Sieve Client Thread

Printable View

Show 50 post(s) from this thread on one page

06-13-2003, 08:58 PM
Mystwalker

Definitely much faster. :)
06-14-2003, 11:37 AM
paul.jobling

Quote:

Originally posted by jjjjL
hi Robert. welcome to the discussion. :)

i'm still digesting what you've suggested. i'm sure paul will have something to say about it when he reads it. anyone else think he's onto something?

mklasson - have you done this with your siever? is the math good and does it yield an improvement?

-Louie

Louie et al,

I am on a well-deserved holiday travelling around Spain right now, and my only chance to hit the internet is today while we are in Grenada and Karen is "shopping for shoes" :)

I saw Robert's ideas here and also in an email he sent to me... I haven't had time to look at them in detail (in an internet cafe time really is money) but I will definitely look closely at them when I get home in a weeks time.

BTW, are there any programmers from Spain here?
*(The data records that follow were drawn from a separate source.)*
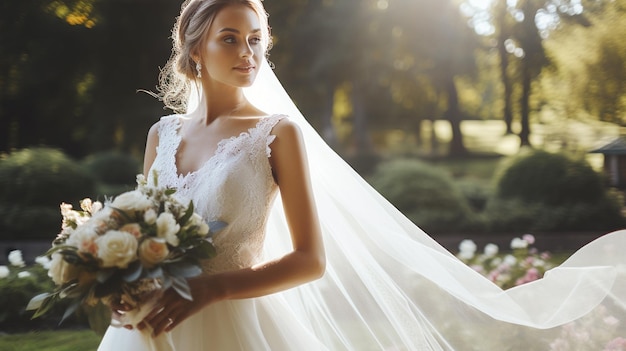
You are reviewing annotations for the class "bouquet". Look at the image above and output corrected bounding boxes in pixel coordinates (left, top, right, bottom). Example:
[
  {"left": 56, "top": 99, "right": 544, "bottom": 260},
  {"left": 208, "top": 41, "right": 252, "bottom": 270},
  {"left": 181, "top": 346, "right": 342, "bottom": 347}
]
[{"left": 27, "top": 173, "right": 225, "bottom": 336}]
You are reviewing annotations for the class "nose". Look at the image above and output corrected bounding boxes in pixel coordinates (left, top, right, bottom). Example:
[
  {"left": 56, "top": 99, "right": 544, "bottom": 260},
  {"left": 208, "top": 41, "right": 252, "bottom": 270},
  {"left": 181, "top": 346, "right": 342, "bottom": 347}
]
[{"left": 239, "top": 42, "right": 254, "bottom": 58}]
How do you cope with the square brackets and vertical bar (|) being so difficult to find?

Regards,

Paul.
06-14-2003, 12:09 PM
expinete

Hi Paul, you can get the |, [ and ] with the Alt GR key

Alt GR + 1 = |
And the two keys at the left of the key P with the ALT gr give you the brackets.
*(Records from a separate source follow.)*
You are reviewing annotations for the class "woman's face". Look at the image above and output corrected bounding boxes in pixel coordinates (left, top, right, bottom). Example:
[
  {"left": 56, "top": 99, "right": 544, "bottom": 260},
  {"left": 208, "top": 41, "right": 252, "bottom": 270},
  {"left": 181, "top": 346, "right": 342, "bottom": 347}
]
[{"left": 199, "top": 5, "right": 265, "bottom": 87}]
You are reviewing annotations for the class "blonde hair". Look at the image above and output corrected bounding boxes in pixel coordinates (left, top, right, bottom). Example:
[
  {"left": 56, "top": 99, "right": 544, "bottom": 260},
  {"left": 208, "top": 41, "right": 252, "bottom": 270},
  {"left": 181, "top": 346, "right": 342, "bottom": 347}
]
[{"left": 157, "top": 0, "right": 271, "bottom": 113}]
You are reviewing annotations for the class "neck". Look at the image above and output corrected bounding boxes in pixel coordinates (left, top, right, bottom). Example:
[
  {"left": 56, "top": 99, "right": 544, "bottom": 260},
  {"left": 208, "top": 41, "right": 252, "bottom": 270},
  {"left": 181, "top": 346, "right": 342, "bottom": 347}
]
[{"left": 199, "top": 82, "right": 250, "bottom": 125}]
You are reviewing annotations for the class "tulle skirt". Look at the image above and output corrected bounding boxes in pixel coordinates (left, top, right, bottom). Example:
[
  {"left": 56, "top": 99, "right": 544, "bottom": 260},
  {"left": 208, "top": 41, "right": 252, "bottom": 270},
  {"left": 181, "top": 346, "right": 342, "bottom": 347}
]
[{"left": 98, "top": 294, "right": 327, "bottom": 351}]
It isn't difficult iif you have worked with a Spanish keyboard all of your live ;)

Enjoy your holydays!
06-14-2003, 02:15 PM
Mystwalker

Quote:

And the two keys at the left of the key P with the ALT gr give you the brackets.

That sounds like the normal US layout, doesn't it?
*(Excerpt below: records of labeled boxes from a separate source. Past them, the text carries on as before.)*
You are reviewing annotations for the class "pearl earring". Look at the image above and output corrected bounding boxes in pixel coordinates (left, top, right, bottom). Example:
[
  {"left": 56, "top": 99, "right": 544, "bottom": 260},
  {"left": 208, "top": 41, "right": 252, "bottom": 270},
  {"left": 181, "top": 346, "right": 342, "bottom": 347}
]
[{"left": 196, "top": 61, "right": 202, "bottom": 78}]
Btw. if you come to Germany, [ and ] are Alt Gr + 8 resp. 9, | is Alt Gr + <>-key. ;)
06-15-2003, 11:30 PM
Joe O

Quote:

Originally posted by jjjjL
i optimized the factor database today. factor submission should be noticably faster now. let me know.

-Louie

Much, much faster!

Anywhere from 40x to 100x faster!

That's 4000% to 10000% faster for those of you who like %.
06-16-2003, 08:20 PM
b2uc

When a K is found/completed whatever...are the .dat files quickly changed to exclude the K that is no longer needed and thus keep us from spending time finding factors for that K?

In other words...is it such a good idea to reserve a month or so of work when a K could be found at any time? Or is it not that much more work for the client to scan 12 instead of 11K's? Would we get like an 8% boost if we just did a day or twos work at one time and then changed the .dat when a K is found? I know a lot of people may point out that it's a long time inbetween finding K's...but I'm an optimist:)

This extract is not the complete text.